When I first became a flow cytometry user I worked with another commercial company. When I started working with Beckman Coulter Life Sciences, I was pleasantly surprised by their technological knowledge, and also the quality of the human and scientific support behind their products, including staff training and a willingness to help us implement new techniques.
What is the future of high complexity flow cytometry?
I believe that the natural evolution of HCFC will continue to require new tools to improve staining, acquisition, and analytical processes. In this way, I´m happy to see that Beckman Coulter Life Sciences is developing products that provide solutions for each of these points, such as, for example, DURAClone technology to improve staining processes, and advanced equipment such as DxFLEX to improve acquisition processes.
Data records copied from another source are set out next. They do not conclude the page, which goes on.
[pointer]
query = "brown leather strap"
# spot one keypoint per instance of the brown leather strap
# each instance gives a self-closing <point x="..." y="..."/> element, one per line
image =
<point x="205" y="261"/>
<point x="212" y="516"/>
However, I think that one of the biggest challenges will be when processing data, as soon we will be more capable of increasing the number of samples processed and the number of parameters analyzed. This will gradually move us toward high-dimensional single-cell analysis, which presents its own challenges in terms of data management, data visualizations, result reproducibility, computational power, and information sharing.
In this sense, I have high expectations of Beckman Coulter as a result of their acquisition of Cytobank software, which enables cloud computing for flow cytometry analysis. Ongoing development by Cytobank and Kaluza software teams is promising, and I hope to include these new tools in future research.
Where can readers find more information?
To find out more please visit:
- International Myeloma Working Group consensus criteria for response and minimal residual disease assessment in multiple myeloma. Kumar S, Paiva B, Anderson KC, Durie B, Landgren O, Moreau P, et al. Lancet Oncol. (2016) 17: e328–46. doi: 10.1016/S1470-2045(16)30206-6
- Consensus guidelines on plasma cell myeloma minimal residual disease analysis and reporting. Arroz M, Came N, Lin P, Chen W, Yuan C, Lagoo A, et al. Cytometry B Clin Cytom. (2016) 90:31–9. doi: 10.1002/cyto.b.21228
- Next Generation flow for highly sensitive and standardized detection of minimal residual disease in multiple myeloma. Flores-Montero J, Sanoja-Flores L, Paiva B, Puig N, Garcia-Sanchez O, Böttcher S et al. 2017 Leukemia Oct;31(10):2094-2103. doi: 10.1038/leu.2017.29
- Measurable residual disease by Next-Generation flow cytometry in Multiple Myeloma. Paiva B, Puig N, Cedena MT, Rosiñol L, Cordón L, Vidriales MB, et al. 2020 J Clin Oncol. Mar 10;38(8):784-792. doi: 10.1200/JCO.19.01231
- Practical Guidelines for Optimization and Characterization of the Beckman Coulter CytoFlexTM Platform. Bhowmick D, Sheridan RTC, Bushnell TP, Spalding KL. 2020 Cytometry part A. doi: 10.1002/cyto.a.23998
- A novel Semiconductor-Based flow cytometer with enhanced Light- Scatter Sensitivity for the Analysis of Biological nanoparticles. Brittain GC, Chen YQ, Nartinez E, Tang VA, Tylre M R, Langlois MA, Gulnik. Sci Rep 2019 Nov 5;9(1):16039. doi: 10.1038/s41598-019-52366-4
- https://www.mybeckman.uk/flow-cytometry/instruments/dxflex?country=GB
About Mª José Marco
Dra. Mª José Marco is a hematologist at the Department of Hematology, Hospital Dr. Peset, in Valencia, Spain. After completing her medical degree at the University of Valencia, Spain, she gained extensive experience in flow cytometry diagnosis involving the immunophenotyping of leukemia and lymphoma.
In the specialized hematology laboratory, she has always had healthcare responsibility in flow cytometry, and she has been a proponent of introducing technological adaptations that are possible and necessary to improve patient care. Her research has focused on clinical-biological, diagnostic and minimal residual disease aspects with high complexity flow cytometry—mainly on monoclonal gammopathies—and she assists with design and development of clinical trials of immune status in patients with cancer and organ transplants.